ボクは見晴らしのいい交差点で、車が見えないのに赤信号であるために止まっている人を見ると、バッカじゃねえの。と思うような人間なんです。
信号は守るためにあるんじゃありませんね。交通をスムーズにするためです。ですから、歩行者用の信号が青でも左折車が止まって待っていたりすれば、ボクは走って渡ります。そして、子供が見ているときはキチッと信号を守ります。そのつもりなんですが、基本的に信号が眼中にないもんですから、つい渡ってしまってから子供の存在に気づいてハッとすることがあります。こんなとき、そばにいる母親が、○○ちゃん、ああいうことをしちゃダメですよ。悪いおじちゃんね。と言うのがしつけの基本です。
幼稚園ぐらいの子なら、信号を守りましょう。ということぐらいは教えられています。その子の脳に『守らなくてもいい場合』をインプットするのはまだ早いんです。惑わせるだけなんです。

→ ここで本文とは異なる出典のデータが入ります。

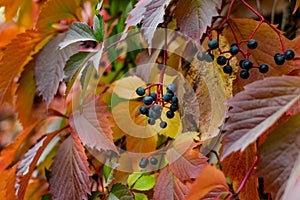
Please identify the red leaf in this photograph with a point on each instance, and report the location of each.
(193, 17)
(208, 181)
(24, 46)
(92, 125)
(185, 162)
(279, 158)
(70, 172)
(27, 165)
(257, 108)
(169, 187)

良心との交信を保つためには、いい習慣が必要なんです。これがないまま、どっちに転がってもいい状態で暮らしていますと、楽なほう、生物の欲求ですね。こちらの方に転がりやすいんです。ですから、信号は守るものだ。という常識が身についてから、どうして守らなきゃいけないんだろう。という疑問を持つ、という順番がいいんです。
しつけというのはタガです。理想から言えば、これははずすべきなんです。ボクは、タガをはずして自由になりましょうと言いたい。しかし、自覚のないままタガをはずされたんじゃかなわない。そんなわけで自覚をすすめているように思います。